A court ruling on Tuesday set aside a controversial compliance notice against the Public Investment Corporation to recover R4.3 billion from Ayo Technology Solutions, but without hearing the merits of Ayo’s application.

Instead, a simultaneous application by the PIC, on different grounds, led to a Companies and Intellectual Property Commission (CIPC) notice getting scrapped.

The CIPC order issued to the PIC to recoup the R4.3-billion from Ayo Technology Solutions was declared unlawful by the North Gauteng High Court.

In a judgment on Tuesday, the court ruled that the compliance notice issued by the CIPC in February to the PIC should be set aside.

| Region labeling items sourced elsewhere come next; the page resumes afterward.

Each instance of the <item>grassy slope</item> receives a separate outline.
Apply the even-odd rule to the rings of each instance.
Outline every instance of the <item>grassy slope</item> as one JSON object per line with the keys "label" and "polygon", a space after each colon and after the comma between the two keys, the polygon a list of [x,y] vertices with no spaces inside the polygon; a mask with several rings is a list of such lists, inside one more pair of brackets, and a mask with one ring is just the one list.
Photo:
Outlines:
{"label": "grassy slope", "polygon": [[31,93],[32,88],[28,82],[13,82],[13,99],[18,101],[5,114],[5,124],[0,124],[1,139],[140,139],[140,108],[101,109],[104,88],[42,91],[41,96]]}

The compliance notice was for the PIC to recover its R4.3-billion investment in the JSE-listed technology company.

Ayo technology solutions is linked to Cape Town businessman Iqbal Survé, who holds an indirect stake in the company.

Both Ayo and the PIC launched applications against the notice, but the PIC is still vowing to get back its money from the controversial investment in the company.

Since the PIC succeeded, the Ayo application “is rendered moot”, said Judge Cornelius van der Westhuizen.

“I make no findings on the merits of this application,” he said regarding the Ayo application.

Independent Online, the news website of the media group controlled by Survé’s Independent Media nevertheless immediately carried a story titled “Ayo wins R4.3 billion repayment case”.

The CIPC issued its compliance notice late last month ordering the PIC to recover, with interest, the R4.3 billion it paid for 29% of Ayo when the company listed on the JSE in December 2017.

The price paid for these shares has been widely criticised as obscenely inflated.

City Press has since reported that the R4.3 billion has been put to little use other than to pay fees to related parties, invest with Survé’s asset management firm and earn interest that was paid out as dividends – mostly to the majority shareholder African Equity Empowerment Investments, which is controlled by Survé.

The PIC has been at pains to distance itself from Ayo’s application and said in a media statement this month that it still very much wants its money back, but believed the CIPC timelines for recovering the money were unrealistic.

“The PIC and CIPC are aligned in terms of the need for PIC to recover any losses it may have suffered in relation to its investment in Ayo,” the state-owned asset manager had said.

The PIC indicated that it wanted the CIPC to issue a new compliance notice with a new deadline.

“For the record, the PIC does not support the Ayo application and is not collaborating with Ayo in any shape or form,” it said.